Leaders, if you are wondering how to motivate team members to “up” their games, to increase output and improve standards, check your expectations and assumptions. Your challenge here is to be sure your questions about motivation aren’t based in your personal need or a vision that team members aren’t enrolled in – and may not even be aware of.

This is especially noticeable with leaders who are high performers and who want to lead teams made up of people with the same work ethic, talents, priorities – and stamina. Encountering employees who are content to do the bare minimum? Baffles and frustrates achievement-oriented leaders – so much so, they may hire a coach to “get” the employee/team to “turn it around.”

Insider tip: This is a manipulative form of coercion. Not pretty and not effective.

Coaches: Your challenge here is not to collude in manipulation, coercion and the perpetuation of a damaging and obsolete cultural story.

And as long as I’m on this soapbox already: You’ve likely heard the grumblings about the missing work ethic among millennials. What if it’s not that millennials as a whole are slackers, but instead, don’t measure “success” the same way AND are unwilling to sacrifice themselves on the altar of someone else’s success? What if “low work ethic” is a course correction toward moderation, away from the success-at-all-costs culture?

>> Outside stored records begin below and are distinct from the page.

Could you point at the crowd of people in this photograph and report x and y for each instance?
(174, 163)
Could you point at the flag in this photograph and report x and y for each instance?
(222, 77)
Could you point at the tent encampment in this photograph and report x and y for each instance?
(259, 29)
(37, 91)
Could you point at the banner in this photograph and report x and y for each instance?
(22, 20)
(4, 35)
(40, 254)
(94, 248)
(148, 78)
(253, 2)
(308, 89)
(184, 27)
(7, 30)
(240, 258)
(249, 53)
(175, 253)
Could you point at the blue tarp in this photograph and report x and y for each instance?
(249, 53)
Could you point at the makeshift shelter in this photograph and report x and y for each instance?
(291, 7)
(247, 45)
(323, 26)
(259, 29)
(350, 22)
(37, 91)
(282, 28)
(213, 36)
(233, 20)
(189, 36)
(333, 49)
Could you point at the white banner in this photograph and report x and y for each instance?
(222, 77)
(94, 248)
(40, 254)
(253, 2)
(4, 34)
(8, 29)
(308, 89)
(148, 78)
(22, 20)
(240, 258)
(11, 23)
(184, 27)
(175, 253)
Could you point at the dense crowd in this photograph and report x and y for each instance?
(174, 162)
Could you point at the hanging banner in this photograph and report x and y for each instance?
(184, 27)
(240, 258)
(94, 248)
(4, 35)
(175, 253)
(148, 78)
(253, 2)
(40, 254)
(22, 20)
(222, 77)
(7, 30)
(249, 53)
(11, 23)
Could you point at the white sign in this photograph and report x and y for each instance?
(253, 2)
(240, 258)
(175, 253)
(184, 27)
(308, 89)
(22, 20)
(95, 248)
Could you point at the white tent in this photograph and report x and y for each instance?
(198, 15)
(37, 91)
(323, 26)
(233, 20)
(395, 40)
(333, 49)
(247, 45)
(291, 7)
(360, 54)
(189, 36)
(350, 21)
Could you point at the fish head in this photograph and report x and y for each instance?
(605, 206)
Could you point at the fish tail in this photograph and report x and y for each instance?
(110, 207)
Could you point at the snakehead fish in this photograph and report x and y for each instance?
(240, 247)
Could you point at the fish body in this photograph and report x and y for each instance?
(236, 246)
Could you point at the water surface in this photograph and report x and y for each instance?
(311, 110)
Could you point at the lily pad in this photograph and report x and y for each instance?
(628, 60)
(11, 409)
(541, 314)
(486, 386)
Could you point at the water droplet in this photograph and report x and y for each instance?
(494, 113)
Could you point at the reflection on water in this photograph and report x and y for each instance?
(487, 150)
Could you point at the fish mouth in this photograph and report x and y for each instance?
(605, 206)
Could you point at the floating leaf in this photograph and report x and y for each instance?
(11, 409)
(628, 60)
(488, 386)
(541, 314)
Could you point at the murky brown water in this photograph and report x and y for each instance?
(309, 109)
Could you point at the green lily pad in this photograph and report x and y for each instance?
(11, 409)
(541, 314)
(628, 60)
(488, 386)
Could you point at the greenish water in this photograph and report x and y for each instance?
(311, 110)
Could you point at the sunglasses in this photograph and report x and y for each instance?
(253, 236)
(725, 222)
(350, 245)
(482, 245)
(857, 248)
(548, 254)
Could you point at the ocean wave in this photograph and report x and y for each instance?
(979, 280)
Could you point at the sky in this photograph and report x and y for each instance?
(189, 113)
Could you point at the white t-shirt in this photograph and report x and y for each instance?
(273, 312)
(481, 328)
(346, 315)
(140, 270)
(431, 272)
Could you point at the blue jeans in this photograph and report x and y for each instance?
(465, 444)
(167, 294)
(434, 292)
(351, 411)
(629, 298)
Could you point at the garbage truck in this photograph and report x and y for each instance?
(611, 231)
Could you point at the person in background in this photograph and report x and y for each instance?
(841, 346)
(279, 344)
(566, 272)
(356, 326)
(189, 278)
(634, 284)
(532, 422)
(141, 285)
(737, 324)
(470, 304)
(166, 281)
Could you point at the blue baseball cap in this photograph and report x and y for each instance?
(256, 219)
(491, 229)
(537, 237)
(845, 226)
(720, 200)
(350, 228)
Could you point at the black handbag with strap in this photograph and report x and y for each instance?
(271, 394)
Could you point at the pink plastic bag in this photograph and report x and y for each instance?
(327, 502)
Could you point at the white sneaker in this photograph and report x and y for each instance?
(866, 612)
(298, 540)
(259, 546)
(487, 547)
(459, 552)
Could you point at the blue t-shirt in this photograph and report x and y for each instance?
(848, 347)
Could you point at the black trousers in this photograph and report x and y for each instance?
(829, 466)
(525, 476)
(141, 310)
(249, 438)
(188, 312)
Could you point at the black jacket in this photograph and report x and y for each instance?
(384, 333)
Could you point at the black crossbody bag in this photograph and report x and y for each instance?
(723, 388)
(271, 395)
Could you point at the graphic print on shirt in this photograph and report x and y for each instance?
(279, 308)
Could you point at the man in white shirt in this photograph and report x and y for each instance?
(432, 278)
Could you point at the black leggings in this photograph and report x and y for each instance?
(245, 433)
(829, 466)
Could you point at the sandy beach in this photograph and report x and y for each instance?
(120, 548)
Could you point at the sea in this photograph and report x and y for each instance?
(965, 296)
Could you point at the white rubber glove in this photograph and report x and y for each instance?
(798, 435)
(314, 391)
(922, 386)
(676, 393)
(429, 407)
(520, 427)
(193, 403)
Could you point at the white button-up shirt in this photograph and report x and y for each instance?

I don’t know that this is true or valid, but…the questions are worth considering as a useful departure from “What’s wrong with millennials?”

If you’ve been following my latest series of articles, you may recall my talking about pivotal challenges, or the challenges behind the challenges, that once met fully can completely shift how you meet all other related challenges. (See my email dated 11/27/18.) The narrative of this old pattern tells us something is wrong when things don’t move along as easily, quickly, seamlessly….as we think they should.

This narrative shapes how we perceive ourselves and each other. And…the challenges we face. We end up spinning and churning in the story that says:

Something is wrong with you if you don’t do it the way I do or did or can.
Something is wrong with me if I can’t get you to do it the way I think you should.
Something is seriously wrong if things aren’t going as planned.

The questions that result from this old story are limited to some version of “What is wrong…with you, with me, with this company, with my coaching approach…..?”

When we step beyond the “What is wrong…questioning, another level of curiosity opens up. Different questions surface, leading to pivotal insights arising out of deeper discovery. Questions such as:

  • Why am I so attached to having you behave a certain way?
  • What do I believe is ONLY possible if …we bring the project in under budget OR everyone on my team excels consistently OR my coaching clients exceed their stated goals?
  • What might be possible ONLY because things aren’t going as planned?
  • What opportunity exists ONLY because you are NOT meeting my expectations and assumptions?

And perhaps this little gem:
Where am I possibly diminishing or discounting – myself or someone else, or the realities of this current challenge…?

And if I am…what does that discounting or diminishing give me?

The temptation at this point in my message – if I speak from the old story – is to say or think:
If only we just get this. We just need to take another look. All it takes is…being aware of how often these diminishing questions weave through our thoughts and shape our perceptions.

The reality is, however, when we decide to step into a new paradigm, it takes work. Yes, it may sound simple, it may seem as if all we need to do is … but simple is not the same thing as easy.

It’s Big Work we’re about here, folks. Each time we remember this, any time we step out of old patterns of diminishing and discounting, of assumption and inappropriate expectation? We’re actively seeding the changes needed to reshape Culture.

Seriously exciting, that. Seriously.

In acknowledgment of the hugeness of the Change you are here to help bring about!